Thank you ALL for the advice.... It has been some difficult days of my life... I did talk to my husband and to my surprise he said that he fathers behavior did not warrent him to stand up for me and there is nothing he can do for me beacuse his parents are the most important people for him...And if I dont like that fact I can leave...... He went furthur to say that the reason I am in this house is beacuse of his parents and not him??? ( how can he say that , we fell in love two years prior to the shadi and I was even ready to leave my parents to be with him.... but Thanks to Allah everything went our way and our family happy married us, we have been married for two years now..... 4 years!!!) He said he can not stand any comments/disrespect for his parents... (what disrespect???) BASICALLY there is no talking to this man....
Let me tell you all some other thing about his parents.... they only misbehave with me when my husband is not around.... and I was so happy that he acutally saw it happen...... His father is sooo chalaak....I dont know how he found out that my husband saw what ever happend, he applogized to me in front of my husband and then as soon as my husband left he was back to the way he is with me..... This is how my MIL and FIL are .... really nice to me infront of my husband and then change as soon as he is away....

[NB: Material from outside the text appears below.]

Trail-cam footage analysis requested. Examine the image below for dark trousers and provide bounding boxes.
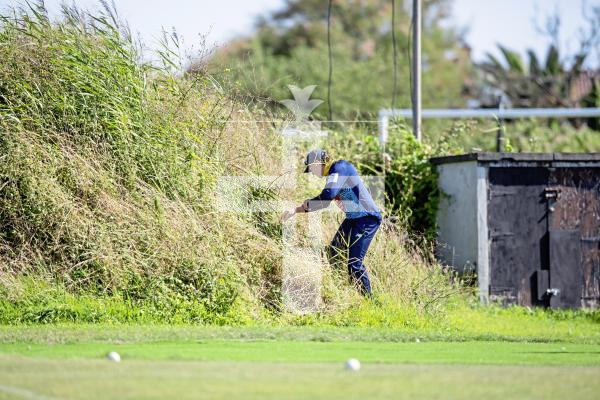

I really do love my husband......too much....to the point that I would not be able to survive without him..... (I know its sad and I hate it but that is the fact) How do I make someone like him realize what he is saying/doing is wrong??? I know he doesnt mean all he said....he cant.... he loves me and I know it..... but his parents have a control on him that is not letting him realize it.
I was thinking if we had a kid maybe it will change my husbands thinking..... ??? We are not planning on having kids for 4 more years but maybe we should??? We have big plans in terms of how we will raise our kids.... just by talking about the kids I know how much he loves them... and he would be a good father and also would not want anyone to give me tension during my pregency??? Is this a dumb thought??
I cant involve my parents beacuse it would break my moms heart beacuse my two elder sisters went through a bad marriage and I know how hurt they were and also know how happy they were that I have a good husband... my mom has suffered through enough in life and I cant put her through this.... SOme times I just feel like leaving everyone and going to a place where I know no one....... :(
please, do NOT have children!!! do you really want to bring your child into a manipulative and emotionally abusive household like yours? your husband doesn't have to see his parents abuse you, it should have been enough that you're telling him this! the things you've told us are serious and if he thinks you're just messing about and making it up, then you're better off without him.
after a certain point, a wife is higher priority more than your parents. and for him to have seen it and then continued to ignore it and in fact, tell you to leave, is retarded. he's clearly not going to be of any help to you, so you gotta do this on your own.
im sorry it didn't work out for your sisters, but you know what, you shouldn't be suffering through this on your own simply because of that. your parents are your parents, they are on your side, and right now, you need their support and their love more than at any other time in your life. sometimes, there is no happy ending and marriages don't work out- c'est la vie. such is life. you'll survive. and maybe your leaving and staying with your parents will be the jolt your husband needs to stand up for you. and if he doesn't? then you know the move you made was the right one.
i just don't understand how you have all this anger within you and yet you're not doing anything?? if YOU don't make your situation better, nobody will. and having a child will do nothing but introduce another pawn into your in-law's retarded game. do you want them to work at turning your child against you- it sounds like exactly the kind of thing they would do. kids are also expensive and if you're no longer working two jobs and unable to pay your father in law, what then? is your husband going to support you? can you count on him? honestly?
just one more comment: love is not about words, its about actions-- those are what count. your husband can say he loves you all he wants, but until he actually grows a backbone and stops your fil and mil from mistreating you and makes active improvements in your life, its all talk, no substance. words mean nothing if the actions to back them up aren't there.